Dabei lassen sich mehrere Nutzungsformen unterscheiden: public Cloud, private Cloud und on premise-Lösungen.
Hierbei handelt es sich um das Angebot eines Dienstleisters, neudeutsch eines Providers, der allen seinen Kunden eine zentral installierte Software anbietet. Diese Software können die Unternehmen, die Kunden dieses public cloud-Anbieters sind, dann nur so nutzen, wie sie angeboten wird. Es handelt sich dabei um Standard-Software, wenig bis nicht anpassbar auf die Wünsche des Kunden. Voraussetzung für eine solche Nutzung ist natürlich ebenfalls die Standardisierung der Geschäftsprozesse, für die die Software genutzt werden soll. Die Unternehmenskunden werden mit den im Vergleich zum Eigenbetrieb niedrigeren Kosten gelockt. Der Anbieter kann die Software preisgünstiger anbieten, weil die Installations- und Pflegekosten für ihn nur zentral anfallen statt für jedes Unternehmen einzeln. Die Unternehmenskunden sparen sich den Aufwand für ständige Aktualisierungen der Software, für die Datensicherung und die Vorkehrungen für die Datensicherheit. Das besorgt alles der Provider. Der Preis dafür ist natürlich die Vereinheitlichung und der Verzicht auf unternehmensspezifische Besonderheiten. Die Daten stehen dann in der Wolke neben denen vom Bäcker um die Ecke, wenn der auch Kunde bei demselben Provider ist, getrennt lediglich durch logische Grenzen vergleichbar mit Buchungskreisen in der Finanzbuchhaltung.
Etwas - aber nur etwas privater geht es bei dieser Art von Dienstleistung zu. Hier übernimmt der Provider noch zusätzliche Customizing-Leistungen für die einzelnen Kunden, was die Angelegenheit natürlich teurer als die public cloud-Lösung macht.
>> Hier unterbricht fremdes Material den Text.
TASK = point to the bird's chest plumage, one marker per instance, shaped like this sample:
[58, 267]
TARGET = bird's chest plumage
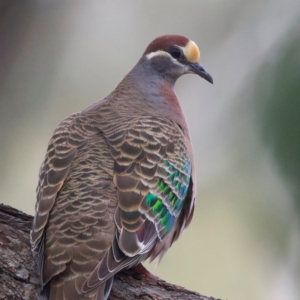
[152, 171]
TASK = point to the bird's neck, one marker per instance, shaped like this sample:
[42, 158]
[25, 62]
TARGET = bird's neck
[142, 91]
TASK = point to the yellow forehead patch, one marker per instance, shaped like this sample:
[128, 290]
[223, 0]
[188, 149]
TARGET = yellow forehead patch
[191, 52]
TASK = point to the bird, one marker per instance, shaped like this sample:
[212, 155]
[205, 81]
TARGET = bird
[117, 184]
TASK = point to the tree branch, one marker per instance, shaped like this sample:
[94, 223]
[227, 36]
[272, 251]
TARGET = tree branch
[19, 277]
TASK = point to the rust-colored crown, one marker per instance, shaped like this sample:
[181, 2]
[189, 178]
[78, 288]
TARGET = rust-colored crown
[165, 42]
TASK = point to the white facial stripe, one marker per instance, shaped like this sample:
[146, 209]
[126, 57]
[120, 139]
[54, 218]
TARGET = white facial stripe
[157, 53]
[162, 53]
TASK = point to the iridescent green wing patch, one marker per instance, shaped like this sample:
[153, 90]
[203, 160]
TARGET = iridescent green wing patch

Customizing meint die Anpassung einer Software an die Kundenwünsche, die sich natürlich in mehr oder weniger engen Grenzen hält - alles Verhandlungssache.
Vor allem die public und private cloud-Modelle begünstigen Geschäftsmodelle, die unter den Namen Software as a Service (abgekürzt SaaS) oder Shared Services bekannt sind. Bezahlt wird wie bei der Strom- oder Wasserrechnung nach Gebrauch. Dafür werden spezielle Verträge abgeschlossen, bekannt unter der Vokabel Service Level Agreement. Hier ist alles möglich: Bezahlung gemäß irgendwie an der Ressourcennutzung orientierten Verbrauchsmessungen oder Flat Rates innerhalb definierter Bandbreiten. Eigene vom Unternehmen ansonsten vorgehaltene Infrastrukturleistungen können abgebaut, entsprechendes Personal eingespart werden. Synergien nutzen heißt der Slogan. Doch auch dies hat seinen Preis, die wachsende Abhängigkeit von den Dienstleistern.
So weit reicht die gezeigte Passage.